13 giorni tra Kathmandu e il distretto di Chitwan, lo scorso agosto, e due obiettivi da portare a casa: formare i miei colleghi nepalesi sull’utilizzo del nostro nuovo database dedicato ai bambini sostenuti a distanza e migliorare la gestione delle attività della sede italiana sincronizzandole con quelle del nostro ufficio in Nepal, quello che internamente chiamiamo “syncronisad”.

È stata quindi una missione fatta di lavoro d’ufficio ma anche di attività sul campo: ho visitato alcune delle scuole che i bambini sostenuti a distanza frequentano anche grazie al vostro aiuto, sia nel contesto urbano della capitale sia in quello rurale di Chitwan, nel sud del paese, al confine con l’India.

Potrei annoiarvi con i progressi, gli spunti, le difficoltà (soprattutto tecniche e di connessione) sul nostro nuovo archivio, ma quello che più di tutto voglio trasmettervi è la convinzione che questo lavoro ci consentirà di monitorare più puntualmente gli indicatori legati alla nostra attività e di trasmettere a voi donatori maggiori informazioni sui bambini che state sostenendo.

 

 

In attesa di raccontarvi meglio tutto questo in un prossimo articolo, penso sia bello condividere con voi alcune delle immagini e delle suggestioni più forti raccolte in Nepal….

TERREMOTO: In alcuni quartieri il vuoto lasciato dalle palazzine completamente crollate ti riporta immediatamente a quello del 2015 e un pensiero va inevitabilmente ai quasi 10.000 morti. Mentre ero lì la stessa catastrofe si è abbattuta sul Centro Italia: sono stati proprio i nepalesi a darmene la notizia e in molti, per strada, una volta identificata la mia nazionalità, hanno avuto per me e per tutti gli italiani, parole di cordoglio e auguri sinceri per una ripresa rapida… e io non me lo scordo.
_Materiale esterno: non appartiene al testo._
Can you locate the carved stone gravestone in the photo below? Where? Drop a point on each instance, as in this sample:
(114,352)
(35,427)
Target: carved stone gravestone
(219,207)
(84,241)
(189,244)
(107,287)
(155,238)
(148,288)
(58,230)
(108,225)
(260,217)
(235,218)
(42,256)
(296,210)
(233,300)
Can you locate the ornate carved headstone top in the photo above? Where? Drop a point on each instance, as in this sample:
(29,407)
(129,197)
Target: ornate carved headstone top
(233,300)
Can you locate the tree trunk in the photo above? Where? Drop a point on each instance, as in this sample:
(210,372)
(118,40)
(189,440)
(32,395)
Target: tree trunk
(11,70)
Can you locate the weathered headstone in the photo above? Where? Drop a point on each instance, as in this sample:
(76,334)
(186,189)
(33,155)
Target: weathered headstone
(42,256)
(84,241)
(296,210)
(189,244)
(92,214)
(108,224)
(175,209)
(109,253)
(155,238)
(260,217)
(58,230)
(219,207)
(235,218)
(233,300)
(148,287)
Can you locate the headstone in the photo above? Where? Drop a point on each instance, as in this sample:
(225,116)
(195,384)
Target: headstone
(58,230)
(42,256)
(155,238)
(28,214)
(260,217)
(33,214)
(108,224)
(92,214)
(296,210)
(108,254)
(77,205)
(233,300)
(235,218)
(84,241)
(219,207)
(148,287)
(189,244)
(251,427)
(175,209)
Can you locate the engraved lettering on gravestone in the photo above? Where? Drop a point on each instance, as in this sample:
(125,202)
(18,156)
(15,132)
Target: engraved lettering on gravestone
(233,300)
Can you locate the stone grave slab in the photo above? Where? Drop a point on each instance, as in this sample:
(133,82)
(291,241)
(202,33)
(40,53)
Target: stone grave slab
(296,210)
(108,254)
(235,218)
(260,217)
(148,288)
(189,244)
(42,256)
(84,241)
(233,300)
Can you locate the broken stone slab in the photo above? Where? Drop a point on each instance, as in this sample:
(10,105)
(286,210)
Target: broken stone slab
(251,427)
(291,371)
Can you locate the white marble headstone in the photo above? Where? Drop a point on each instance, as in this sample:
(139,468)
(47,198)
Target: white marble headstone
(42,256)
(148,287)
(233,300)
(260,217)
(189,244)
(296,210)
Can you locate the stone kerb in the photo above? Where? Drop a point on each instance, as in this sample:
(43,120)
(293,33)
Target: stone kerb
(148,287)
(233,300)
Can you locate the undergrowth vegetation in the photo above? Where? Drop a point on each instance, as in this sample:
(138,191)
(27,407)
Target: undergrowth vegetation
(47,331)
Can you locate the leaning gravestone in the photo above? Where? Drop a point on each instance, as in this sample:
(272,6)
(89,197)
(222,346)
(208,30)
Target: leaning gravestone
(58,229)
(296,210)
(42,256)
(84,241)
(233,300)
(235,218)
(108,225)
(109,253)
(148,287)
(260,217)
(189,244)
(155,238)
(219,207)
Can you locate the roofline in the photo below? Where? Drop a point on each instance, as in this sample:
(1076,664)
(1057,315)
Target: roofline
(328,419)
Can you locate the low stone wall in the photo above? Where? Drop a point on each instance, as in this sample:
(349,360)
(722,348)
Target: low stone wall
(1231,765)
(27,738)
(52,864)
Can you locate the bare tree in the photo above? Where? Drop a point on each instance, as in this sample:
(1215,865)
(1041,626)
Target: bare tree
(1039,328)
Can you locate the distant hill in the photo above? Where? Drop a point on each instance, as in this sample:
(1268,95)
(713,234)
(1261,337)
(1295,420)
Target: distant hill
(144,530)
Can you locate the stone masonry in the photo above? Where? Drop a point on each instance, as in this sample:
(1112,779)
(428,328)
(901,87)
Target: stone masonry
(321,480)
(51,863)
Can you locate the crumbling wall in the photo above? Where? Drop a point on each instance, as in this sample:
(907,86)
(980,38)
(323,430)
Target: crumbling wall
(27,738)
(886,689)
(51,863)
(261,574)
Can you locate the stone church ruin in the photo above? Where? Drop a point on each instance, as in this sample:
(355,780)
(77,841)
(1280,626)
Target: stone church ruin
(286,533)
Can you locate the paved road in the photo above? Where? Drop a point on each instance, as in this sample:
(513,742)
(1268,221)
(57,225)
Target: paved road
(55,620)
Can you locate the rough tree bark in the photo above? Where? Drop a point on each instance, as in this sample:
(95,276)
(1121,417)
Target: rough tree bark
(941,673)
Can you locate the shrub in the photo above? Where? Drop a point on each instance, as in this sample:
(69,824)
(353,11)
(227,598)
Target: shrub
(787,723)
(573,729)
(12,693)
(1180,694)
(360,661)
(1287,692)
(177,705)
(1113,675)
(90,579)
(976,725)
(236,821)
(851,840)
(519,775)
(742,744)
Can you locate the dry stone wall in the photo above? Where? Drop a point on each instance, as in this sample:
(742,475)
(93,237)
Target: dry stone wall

BAMBINI: una bimba che mi conta i nei sul collo e mi mostra i suoi; il gruppetto dei “teppistelli” che si mette in posa “ganza” per la foto; il piccoletto con la maglia dei Sex Pistols che gioca al pampano.

SI E NO: quando non si parla la stessa lingua può essere un sollievo poter contare su alcuni gesti condivisi come ad esempio un no e un sì, espressi con l’oscillazione della testa…peccato che in Nepal il nostro NO assomigli davvero tanto al loro SI… ci si abitua, ma non da subito!

TRAFFICO: occhio per strada, mi avevano detto. In effetti attraversare è un’impresa da supereroi…motorini che sbucano da ogni dove, clacson che suonano per allertare ma che sono così frequenti che non ci fai più caso… neanche quando servirebbe.

COLAZIONE: Partiamo all’alba da Kathmandu per raggiungere Chitwan. Lungo la strada ci fermiamo per la colazione. Lascio ordinare i miei colleghi anche per me. Mi ritrovo così alle 8 di mattina a mangiare, e anche di gusto, ceci piccanti al curry e cipolla cruda, uovo sodo e pane fritto. Altro che pane e nutella…e si riparte di slancio!!

KATHMANDU: la grande, rimbombante e impolverata, è per me ora soprattutto la mistica, colorata e affascinante, con i suoi millemila abitanti schivi ma gentili, rumorosi ma pacifici.